The US Supreme Court [official website] heard oral arguments [day call, PDF] Wednesday in two cases. In Town of Greece v. Galloway [transcript, PDF; JURIST report] the court heard arguments on whether legislative prayer violates the First Amendment [text], specifically the Establishment Clause. On appeal from the US Court of Appeals for the Second Circuit [official website], the matter is a conflict between the unconstitutionality of state-endorsed religious practices and government involvement in censorship and the approval or disapproval of prayers. In the Second Circuit decision [opinion], Circuit Judge Calabresi opined, "A legislative prayer practice that, however well-intentioned, conveys to a reasonable objective observer under the totality of the circumstances an official affiliation with a particular religion violates the clear command of the Establishment Clause." In oral arguments, Justice Anthony Kennedy, believed to be the swing vote in the case, questioned [USA Today report] whether such a decision would result in the untoward consequence of governments now editing the content of legislative prayer, a centuries-old tradition practiced at many government meeting. The Obama administration, represented by Solicitor General Donald Verrilli at oral arguments, defended the town of Greece and their use of prayer at town meetings, advocating for the legitimacy and constitutionality of the long-established practice.

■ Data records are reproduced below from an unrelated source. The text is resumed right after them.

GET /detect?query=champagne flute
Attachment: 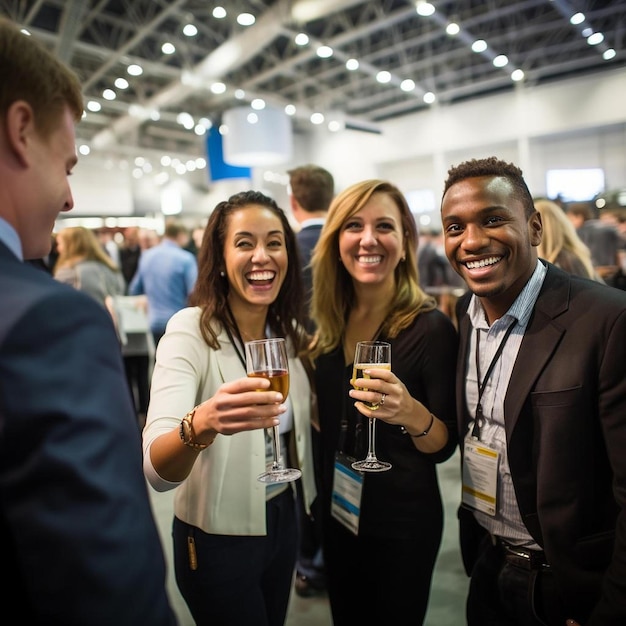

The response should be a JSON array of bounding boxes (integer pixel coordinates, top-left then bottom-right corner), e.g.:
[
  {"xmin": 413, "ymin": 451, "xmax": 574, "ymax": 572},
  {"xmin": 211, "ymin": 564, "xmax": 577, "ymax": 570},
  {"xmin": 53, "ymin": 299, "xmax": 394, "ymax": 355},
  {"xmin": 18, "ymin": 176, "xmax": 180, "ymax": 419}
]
[
  {"xmin": 245, "ymin": 337, "xmax": 301, "ymax": 483},
  {"xmin": 351, "ymin": 340, "xmax": 392, "ymax": 472}
]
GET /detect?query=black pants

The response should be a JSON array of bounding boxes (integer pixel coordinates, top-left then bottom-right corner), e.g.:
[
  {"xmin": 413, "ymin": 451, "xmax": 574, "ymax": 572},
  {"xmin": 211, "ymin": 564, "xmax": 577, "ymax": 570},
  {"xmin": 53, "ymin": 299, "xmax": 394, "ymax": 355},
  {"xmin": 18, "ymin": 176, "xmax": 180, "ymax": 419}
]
[
  {"xmin": 173, "ymin": 489, "xmax": 297, "ymax": 626},
  {"xmin": 467, "ymin": 539, "xmax": 566, "ymax": 626}
]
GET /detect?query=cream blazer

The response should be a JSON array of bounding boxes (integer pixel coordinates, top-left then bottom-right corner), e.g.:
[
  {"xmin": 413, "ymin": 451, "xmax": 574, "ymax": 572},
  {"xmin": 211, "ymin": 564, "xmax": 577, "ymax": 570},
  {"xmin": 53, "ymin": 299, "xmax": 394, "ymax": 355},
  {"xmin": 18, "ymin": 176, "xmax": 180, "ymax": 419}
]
[{"xmin": 142, "ymin": 307, "xmax": 316, "ymax": 535}]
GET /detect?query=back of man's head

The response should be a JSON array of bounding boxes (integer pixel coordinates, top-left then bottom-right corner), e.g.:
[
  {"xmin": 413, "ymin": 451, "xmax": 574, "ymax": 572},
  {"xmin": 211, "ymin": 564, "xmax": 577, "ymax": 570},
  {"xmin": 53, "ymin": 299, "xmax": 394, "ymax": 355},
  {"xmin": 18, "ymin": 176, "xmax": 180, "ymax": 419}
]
[
  {"xmin": 0, "ymin": 17, "xmax": 83, "ymax": 138},
  {"xmin": 164, "ymin": 221, "xmax": 190, "ymax": 246},
  {"xmin": 288, "ymin": 164, "xmax": 334, "ymax": 214}
]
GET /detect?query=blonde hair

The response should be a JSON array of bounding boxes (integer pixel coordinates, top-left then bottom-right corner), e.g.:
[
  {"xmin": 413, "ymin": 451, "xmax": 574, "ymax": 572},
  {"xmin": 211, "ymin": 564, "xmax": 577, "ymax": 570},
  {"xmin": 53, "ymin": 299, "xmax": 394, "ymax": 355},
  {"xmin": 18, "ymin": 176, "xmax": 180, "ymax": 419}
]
[
  {"xmin": 55, "ymin": 227, "xmax": 119, "ymax": 273},
  {"xmin": 310, "ymin": 179, "xmax": 436, "ymax": 359},
  {"xmin": 535, "ymin": 199, "xmax": 596, "ymax": 279}
]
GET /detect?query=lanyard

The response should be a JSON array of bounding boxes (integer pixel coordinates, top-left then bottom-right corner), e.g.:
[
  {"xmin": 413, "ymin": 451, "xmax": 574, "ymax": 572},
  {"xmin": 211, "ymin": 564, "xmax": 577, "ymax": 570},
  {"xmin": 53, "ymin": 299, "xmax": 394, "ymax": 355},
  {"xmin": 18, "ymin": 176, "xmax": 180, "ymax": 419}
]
[{"xmin": 471, "ymin": 321, "xmax": 516, "ymax": 440}]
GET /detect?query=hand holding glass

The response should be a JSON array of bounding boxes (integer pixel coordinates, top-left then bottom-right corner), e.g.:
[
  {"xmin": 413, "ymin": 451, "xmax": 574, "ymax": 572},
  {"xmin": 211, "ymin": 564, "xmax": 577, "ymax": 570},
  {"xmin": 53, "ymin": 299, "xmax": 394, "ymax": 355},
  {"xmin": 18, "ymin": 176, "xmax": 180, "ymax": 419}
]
[
  {"xmin": 245, "ymin": 337, "xmax": 301, "ymax": 483},
  {"xmin": 351, "ymin": 340, "xmax": 392, "ymax": 472}
]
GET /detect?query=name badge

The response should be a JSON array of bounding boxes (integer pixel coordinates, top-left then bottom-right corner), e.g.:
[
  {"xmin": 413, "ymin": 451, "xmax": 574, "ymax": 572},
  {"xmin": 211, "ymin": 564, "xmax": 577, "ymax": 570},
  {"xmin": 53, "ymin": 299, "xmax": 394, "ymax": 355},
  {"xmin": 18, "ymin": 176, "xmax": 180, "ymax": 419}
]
[
  {"xmin": 462, "ymin": 438, "xmax": 499, "ymax": 516},
  {"xmin": 331, "ymin": 452, "xmax": 363, "ymax": 535}
]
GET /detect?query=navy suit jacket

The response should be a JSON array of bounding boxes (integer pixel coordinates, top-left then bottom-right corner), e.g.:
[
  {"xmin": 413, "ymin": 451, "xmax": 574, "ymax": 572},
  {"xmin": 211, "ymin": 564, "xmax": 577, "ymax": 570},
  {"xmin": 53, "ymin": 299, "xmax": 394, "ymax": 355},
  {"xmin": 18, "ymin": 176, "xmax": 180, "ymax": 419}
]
[
  {"xmin": 0, "ymin": 241, "xmax": 175, "ymax": 625},
  {"xmin": 456, "ymin": 262, "xmax": 626, "ymax": 625}
]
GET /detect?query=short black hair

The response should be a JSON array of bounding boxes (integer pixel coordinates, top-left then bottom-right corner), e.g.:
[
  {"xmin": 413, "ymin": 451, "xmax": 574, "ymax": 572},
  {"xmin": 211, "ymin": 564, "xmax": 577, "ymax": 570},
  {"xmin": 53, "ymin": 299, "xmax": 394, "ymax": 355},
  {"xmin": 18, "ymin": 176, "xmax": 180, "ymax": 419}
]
[{"xmin": 442, "ymin": 156, "xmax": 535, "ymax": 217}]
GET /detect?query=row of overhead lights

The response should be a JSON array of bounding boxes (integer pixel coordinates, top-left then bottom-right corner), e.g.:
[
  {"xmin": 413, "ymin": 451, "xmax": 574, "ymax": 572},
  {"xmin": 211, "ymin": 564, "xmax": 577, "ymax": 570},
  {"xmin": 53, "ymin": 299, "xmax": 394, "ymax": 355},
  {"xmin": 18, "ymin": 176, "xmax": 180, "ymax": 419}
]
[{"xmin": 45, "ymin": 0, "xmax": 621, "ymax": 159}]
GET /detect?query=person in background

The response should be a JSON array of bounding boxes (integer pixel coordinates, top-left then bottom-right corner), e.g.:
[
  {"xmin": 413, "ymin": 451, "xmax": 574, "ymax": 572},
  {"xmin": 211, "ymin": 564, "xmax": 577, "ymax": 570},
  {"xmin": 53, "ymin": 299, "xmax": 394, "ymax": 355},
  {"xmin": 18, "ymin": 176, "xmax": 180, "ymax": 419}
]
[
  {"xmin": 129, "ymin": 219, "xmax": 197, "ymax": 346},
  {"xmin": 310, "ymin": 179, "xmax": 459, "ymax": 625},
  {"xmin": 534, "ymin": 198, "xmax": 601, "ymax": 281},
  {"xmin": 441, "ymin": 156, "xmax": 626, "ymax": 626},
  {"xmin": 566, "ymin": 200, "xmax": 621, "ymax": 284},
  {"xmin": 119, "ymin": 225, "xmax": 142, "ymax": 289},
  {"xmin": 95, "ymin": 226, "xmax": 121, "ymax": 267},
  {"xmin": 54, "ymin": 225, "xmax": 126, "ymax": 313},
  {"xmin": 288, "ymin": 163, "xmax": 335, "ymax": 334},
  {"xmin": 142, "ymin": 190, "xmax": 317, "ymax": 626},
  {"xmin": 287, "ymin": 162, "xmax": 334, "ymax": 598},
  {"xmin": 0, "ymin": 16, "xmax": 174, "ymax": 625}
]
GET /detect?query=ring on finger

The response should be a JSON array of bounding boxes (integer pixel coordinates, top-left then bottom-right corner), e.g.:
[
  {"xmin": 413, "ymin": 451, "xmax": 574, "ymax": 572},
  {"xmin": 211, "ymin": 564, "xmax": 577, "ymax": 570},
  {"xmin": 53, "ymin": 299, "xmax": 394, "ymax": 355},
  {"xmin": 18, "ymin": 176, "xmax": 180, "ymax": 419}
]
[{"xmin": 379, "ymin": 392, "xmax": 386, "ymax": 406}]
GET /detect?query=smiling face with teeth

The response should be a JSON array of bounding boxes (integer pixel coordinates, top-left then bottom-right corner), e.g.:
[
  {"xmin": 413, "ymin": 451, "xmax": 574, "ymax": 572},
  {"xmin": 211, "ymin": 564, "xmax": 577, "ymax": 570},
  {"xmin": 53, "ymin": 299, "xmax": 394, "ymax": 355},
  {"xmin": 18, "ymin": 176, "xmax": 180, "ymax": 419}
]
[
  {"xmin": 223, "ymin": 204, "xmax": 288, "ymax": 314},
  {"xmin": 338, "ymin": 191, "xmax": 405, "ymax": 290},
  {"xmin": 441, "ymin": 175, "xmax": 542, "ymax": 323}
]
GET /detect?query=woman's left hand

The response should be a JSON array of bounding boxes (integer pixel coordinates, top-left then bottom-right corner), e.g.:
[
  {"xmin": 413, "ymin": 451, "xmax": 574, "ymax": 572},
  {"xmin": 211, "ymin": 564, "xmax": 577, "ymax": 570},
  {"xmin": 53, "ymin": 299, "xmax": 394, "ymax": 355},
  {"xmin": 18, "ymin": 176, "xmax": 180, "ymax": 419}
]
[{"xmin": 349, "ymin": 367, "xmax": 412, "ymax": 425}]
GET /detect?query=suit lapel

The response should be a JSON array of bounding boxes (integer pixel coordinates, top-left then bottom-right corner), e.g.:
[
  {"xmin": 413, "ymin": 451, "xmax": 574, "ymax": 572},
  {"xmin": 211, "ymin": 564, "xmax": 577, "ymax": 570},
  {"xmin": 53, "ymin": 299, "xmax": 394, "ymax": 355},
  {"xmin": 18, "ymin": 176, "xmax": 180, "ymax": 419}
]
[{"xmin": 503, "ymin": 266, "xmax": 570, "ymax": 438}]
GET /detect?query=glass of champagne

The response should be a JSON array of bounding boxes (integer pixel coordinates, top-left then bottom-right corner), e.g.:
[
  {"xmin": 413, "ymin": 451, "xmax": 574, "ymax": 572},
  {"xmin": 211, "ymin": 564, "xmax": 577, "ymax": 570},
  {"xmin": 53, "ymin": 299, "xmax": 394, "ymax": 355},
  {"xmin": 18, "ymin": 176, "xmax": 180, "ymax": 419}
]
[
  {"xmin": 351, "ymin": 340, "xmax": 392, "ymax": 472},
  {"xmin": 245, "ymin": 337, "xmax": 302, "ymax": 483}
]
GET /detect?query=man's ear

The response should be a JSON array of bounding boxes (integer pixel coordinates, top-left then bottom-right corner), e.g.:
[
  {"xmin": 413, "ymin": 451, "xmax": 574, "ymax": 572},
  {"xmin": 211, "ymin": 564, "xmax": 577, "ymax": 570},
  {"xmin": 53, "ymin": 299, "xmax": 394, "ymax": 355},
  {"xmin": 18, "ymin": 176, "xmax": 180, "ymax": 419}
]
[
  {"xmin": 529, "ymin": 210, "xmax": 542, "ymax": 247},
  {"xmin": 5, "ymin": 100, "xmax": 36, "ymax": 167}
]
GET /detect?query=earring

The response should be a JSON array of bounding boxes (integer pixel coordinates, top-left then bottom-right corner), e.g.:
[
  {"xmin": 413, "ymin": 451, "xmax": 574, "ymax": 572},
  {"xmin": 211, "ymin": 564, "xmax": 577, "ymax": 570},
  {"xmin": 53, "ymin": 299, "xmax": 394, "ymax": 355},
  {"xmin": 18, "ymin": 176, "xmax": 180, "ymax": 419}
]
[{"xmin": 220, "ymin": 270, "xmax": 225, "ymax": 277}]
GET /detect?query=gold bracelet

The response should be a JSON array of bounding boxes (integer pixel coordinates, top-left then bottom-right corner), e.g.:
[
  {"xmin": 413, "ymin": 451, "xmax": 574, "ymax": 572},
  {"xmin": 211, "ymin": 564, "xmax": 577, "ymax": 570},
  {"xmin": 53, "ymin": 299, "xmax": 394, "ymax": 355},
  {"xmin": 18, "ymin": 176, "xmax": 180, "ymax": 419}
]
[
  {"xmin": 179, "ymin": 406, "xmax": 214, "ymax": 450},
  {"xmin": 401, "ymin": 413, "xmax": 435, "ymax": 438}
]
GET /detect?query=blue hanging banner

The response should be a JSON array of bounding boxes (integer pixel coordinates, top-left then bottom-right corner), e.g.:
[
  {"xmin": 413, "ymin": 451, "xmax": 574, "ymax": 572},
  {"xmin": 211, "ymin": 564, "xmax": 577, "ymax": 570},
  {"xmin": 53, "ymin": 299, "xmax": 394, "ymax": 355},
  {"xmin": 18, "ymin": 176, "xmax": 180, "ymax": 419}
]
[{"xmin": 206, "ymin": 126, "xmax": 251, "ymax": 182}]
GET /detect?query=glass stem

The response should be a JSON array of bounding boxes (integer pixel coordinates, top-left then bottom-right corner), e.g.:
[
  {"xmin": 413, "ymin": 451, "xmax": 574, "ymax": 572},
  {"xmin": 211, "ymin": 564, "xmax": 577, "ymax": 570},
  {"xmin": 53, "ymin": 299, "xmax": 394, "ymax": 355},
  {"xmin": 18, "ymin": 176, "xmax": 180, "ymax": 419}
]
[
  {"xmin": 270, "ymin": 424, "xmax": 282, "ymax": 469},
  {"xmin": 365, "ymin": 417, "xmax": 378, "ymax": 461}
]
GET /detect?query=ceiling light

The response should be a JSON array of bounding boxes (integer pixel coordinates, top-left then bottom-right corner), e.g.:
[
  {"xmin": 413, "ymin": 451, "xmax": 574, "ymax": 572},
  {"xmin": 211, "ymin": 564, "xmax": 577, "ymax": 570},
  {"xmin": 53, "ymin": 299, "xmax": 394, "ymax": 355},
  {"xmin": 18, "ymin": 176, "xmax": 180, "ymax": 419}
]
[
  {"xmin": 346, "ymin": 58, "xmax": 359, "ymax": 71},
  {"xmin": 400, "ymin": 79, "xmax": 415, "ymax": 92},
  {"xmin": 234, "ymin": 89, "xmax": 245, "ymax": 99},
  {"xmin": 194, "ymin": 125, "xmax": 206, "ymax": 135},
  {"xmin": 570, "ymin": 12, "xmax": 585, "ymax": 25},
  {"xmin": 78, "ymin": 145, "xmax": 90, "ymax": 156},
  {"xmin": 376, "ymin": 70, "xmax": 392, "ymax": 83},
  {"xmin": 446, "ymin": 23, "xmax": 460, "ymax": 36},
  {"xmin": 295, "ymin": 33, "xmax": 309, "ymax": 46},
  {"xmin": 328, "ymin": 120, "xmax": 343, "ymax": 132},
  {"xmin": 162, "ymin": 42, "xmax": 175, "ymax": 55},
  {"xmin": 237, "ymin": 13, "xmax": 255, "ymax": 26},
  {"xmin": 247, "ymin": 113, "xmax": 259, "ymax": 124},
  {"xmin": 102, "ymin": 89, "xmax": 116, "ymax": 100},
  {"xmin": 587, "ymin": 32, "xmax": 604, "ymax": 45},
  {"xmin": 183, "ymin": 24, "xmax": 197, "ymax": 37},
  {"xmin": 317, "ymin": 45, "xmax": 333, "ymax": 58},
  {"xmin": 160, "ymin": 156, "xmax": 172, "ymax": 167},
  {"xmin": 310, "ymin": 113, "xmax": 325, "ymax": 125},
  {"xmin": 251, "ymin": 98, "xmax": 266, "ymax": 110},
  {"xmin": 213, "ymin": 7, "xmax": 226, "ymax": 19},
  {"xmin": 471, "ymin": 39, "xmax": 487, "ymax": 53},
  {"xmin": 198, "ymin": 117, "xmax": 212, "ymax": 129},
  {"xmin": 114, "ymin": 77, "xmax": 129, "ymax": 89},
  {"xmin": 493, "ymin": 54, "xmax": 508, "ymax": 68},
  {"xmin": 150, "ymin": 110, "xmax": 160, "ymax": 121},
  {"xmin": 423, "ymin": 92, "xmax": 436, "ymax": 104},
  {"xmin": 195, "ymin": 158, "xmax": 207, "ymax": 169},
  {"xmin": 127, "ymin": 64, "xmax": 143, "ymax": 76},
  {"xmin": 511, "ymin": 69, "xmax": 525, "ymax": 82},
  {"xmin": 210, "ymin": 82, "xmax": 226, "ymax": 94},
  {"xmin": 285, "ymin": 104, "xmax": 296, "ymax": 116},
  {"xmin": 415, "ymin": 2, "xmax": 435, "ymax": 17},
  {"xmin": 87, "ymin": 100, "xmax": 101, "ymax": 112},
  {"xmin": 603, "ymin": 48, "xmax": 616, "ymax": 60},
  {"xmin": 582, "ymin": 27, "xmax": 593, "ymax": 37}
]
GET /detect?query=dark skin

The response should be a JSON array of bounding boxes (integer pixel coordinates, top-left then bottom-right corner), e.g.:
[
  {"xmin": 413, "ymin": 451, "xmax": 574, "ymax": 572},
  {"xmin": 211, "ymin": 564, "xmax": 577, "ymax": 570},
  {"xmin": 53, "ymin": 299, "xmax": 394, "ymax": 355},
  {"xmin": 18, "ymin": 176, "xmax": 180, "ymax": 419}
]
[
  {"xmin": 441, "ymin": 175, "xmax": 542, "ymax": 325},
  {"xmin": 442, "ymin": 177, "xmax": 584, "ymax": 626}
]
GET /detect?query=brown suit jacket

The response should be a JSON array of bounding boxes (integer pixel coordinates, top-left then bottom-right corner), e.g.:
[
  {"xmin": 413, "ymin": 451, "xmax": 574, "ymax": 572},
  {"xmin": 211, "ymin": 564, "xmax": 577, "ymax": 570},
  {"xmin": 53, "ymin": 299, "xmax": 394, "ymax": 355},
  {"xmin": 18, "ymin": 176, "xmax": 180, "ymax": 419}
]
[{"xmin": 456, "ymin": 261, "xmax": 626, "ymax": 625}]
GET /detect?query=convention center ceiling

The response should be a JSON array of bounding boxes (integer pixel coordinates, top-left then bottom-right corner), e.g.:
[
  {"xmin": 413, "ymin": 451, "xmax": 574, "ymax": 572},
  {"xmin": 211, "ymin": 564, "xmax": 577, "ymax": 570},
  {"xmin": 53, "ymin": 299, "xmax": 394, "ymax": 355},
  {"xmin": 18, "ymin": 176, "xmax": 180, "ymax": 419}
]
[{"xmin": 2, "ymin": 0, "xmax": 624, "ymax": 161}]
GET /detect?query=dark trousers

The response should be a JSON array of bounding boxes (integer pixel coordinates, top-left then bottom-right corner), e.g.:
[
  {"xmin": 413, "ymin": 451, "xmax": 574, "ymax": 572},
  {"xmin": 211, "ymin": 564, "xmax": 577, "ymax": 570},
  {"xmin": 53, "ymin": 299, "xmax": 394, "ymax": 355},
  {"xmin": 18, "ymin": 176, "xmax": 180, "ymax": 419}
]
[
  {"xmin": 123, "ymin": 354, "xmax": 150, "ymax": 420},
  {"xmin": 173, "ymin": 489, "xmax": 297, "ymax": 626},
  {"xmin": 467, "ymin": 538, "xmax": 567, "ymax": 626}
]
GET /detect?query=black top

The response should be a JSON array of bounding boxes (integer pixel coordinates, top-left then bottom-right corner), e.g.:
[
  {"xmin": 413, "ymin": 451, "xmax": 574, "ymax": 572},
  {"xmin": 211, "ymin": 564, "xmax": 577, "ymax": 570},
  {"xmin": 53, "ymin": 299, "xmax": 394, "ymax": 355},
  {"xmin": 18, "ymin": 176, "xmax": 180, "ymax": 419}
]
[{"xmin": 314, "ymin": 307, "xmax": 459, "ymax": 537}]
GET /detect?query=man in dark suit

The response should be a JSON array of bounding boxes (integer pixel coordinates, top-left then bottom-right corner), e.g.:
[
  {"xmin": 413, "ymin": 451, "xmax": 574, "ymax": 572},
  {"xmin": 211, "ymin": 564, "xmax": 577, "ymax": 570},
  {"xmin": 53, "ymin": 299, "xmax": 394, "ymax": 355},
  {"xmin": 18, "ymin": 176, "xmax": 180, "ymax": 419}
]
[
  {"xmin": 0, "ymin": 18, "xmax": 175, "ymax": 625},
  {"xmin": 441, "ymin": 156, "xmax": 626, "ymax": 626},
  {"xmin": 289, "ymin": 163, "xmax": 335, "ymax": 334},
  {"xmin": 288, "ymin": 164, "xmax": 334, "ymax": 597}
]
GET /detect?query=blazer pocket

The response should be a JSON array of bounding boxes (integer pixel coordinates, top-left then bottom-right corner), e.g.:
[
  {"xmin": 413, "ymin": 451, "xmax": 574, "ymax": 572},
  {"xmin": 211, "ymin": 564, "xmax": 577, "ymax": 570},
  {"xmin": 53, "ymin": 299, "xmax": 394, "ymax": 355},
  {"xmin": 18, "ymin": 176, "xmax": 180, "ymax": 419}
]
[{"xmin": 530, "ymin": 385, "xmax": 582, "ymax": 409}]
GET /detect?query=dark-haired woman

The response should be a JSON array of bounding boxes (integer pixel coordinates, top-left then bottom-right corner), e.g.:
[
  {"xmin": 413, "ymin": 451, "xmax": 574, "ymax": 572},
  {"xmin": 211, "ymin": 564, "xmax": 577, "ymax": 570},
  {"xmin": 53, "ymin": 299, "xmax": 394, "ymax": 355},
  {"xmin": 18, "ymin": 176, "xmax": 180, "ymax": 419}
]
[{"xmin": 142, "ymin": 191, "xmax": 316, "ymax": 626}]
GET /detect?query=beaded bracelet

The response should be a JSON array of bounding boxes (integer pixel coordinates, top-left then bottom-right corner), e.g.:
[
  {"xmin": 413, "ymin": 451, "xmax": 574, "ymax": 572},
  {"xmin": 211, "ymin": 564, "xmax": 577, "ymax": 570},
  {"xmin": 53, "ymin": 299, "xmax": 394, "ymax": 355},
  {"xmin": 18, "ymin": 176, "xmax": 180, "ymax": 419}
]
[{"xmin": 401, "ymin": 412, "xmax": 435, "ymax": 438}]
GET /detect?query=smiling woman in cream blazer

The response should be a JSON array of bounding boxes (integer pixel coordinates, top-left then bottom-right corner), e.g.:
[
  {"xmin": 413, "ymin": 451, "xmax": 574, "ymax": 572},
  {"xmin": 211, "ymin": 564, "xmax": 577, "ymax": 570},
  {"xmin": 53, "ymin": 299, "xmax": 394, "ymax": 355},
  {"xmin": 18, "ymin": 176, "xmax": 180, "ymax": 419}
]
[{"xmin": 142, "ymin": 191, "xmax": 316, "ymax": 626}]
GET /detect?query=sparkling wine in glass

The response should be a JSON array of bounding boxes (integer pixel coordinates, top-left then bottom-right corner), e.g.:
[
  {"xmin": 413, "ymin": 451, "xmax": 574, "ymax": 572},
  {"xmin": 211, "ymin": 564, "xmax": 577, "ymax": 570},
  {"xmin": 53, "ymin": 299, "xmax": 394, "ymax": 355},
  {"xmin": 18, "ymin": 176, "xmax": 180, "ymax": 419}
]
[
  {"xmin": 245, "ymin": 337, "xmax": 301, "ymax": 483},
  {"xmin": 351, "ymin": 340, "xmax": 392, "ymax": 472}
]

In Mississippi ex rel. Hood v. AU Optronics Corp. [transcript, PDF; JURIST report] the court heard arguments over whether a state's parens patriae action is removable as a "mass action" under the Class Action Fairness Act (CAFA) [text, PDF] when the state is the sole plaintiff, the claims arise under state law, and the state attorney general possesses statutory and common-law authority to assert all claims in the complaint. Appellants, manufacturers and distributors of liquid crystal display (LCD) panels, jointly removed this case to federal district court on the grounds that the action was a "class action" or a "mass action" under the CAFA. The state of Mississippi then moved to remand the case to state court, and the district court granted the motion. The US Court of Appeals for the Fifth Circuit held [opinion] that the suit qualifies as a mass action under the CAFA, finding removal to be proper and reversing the district court's remand order.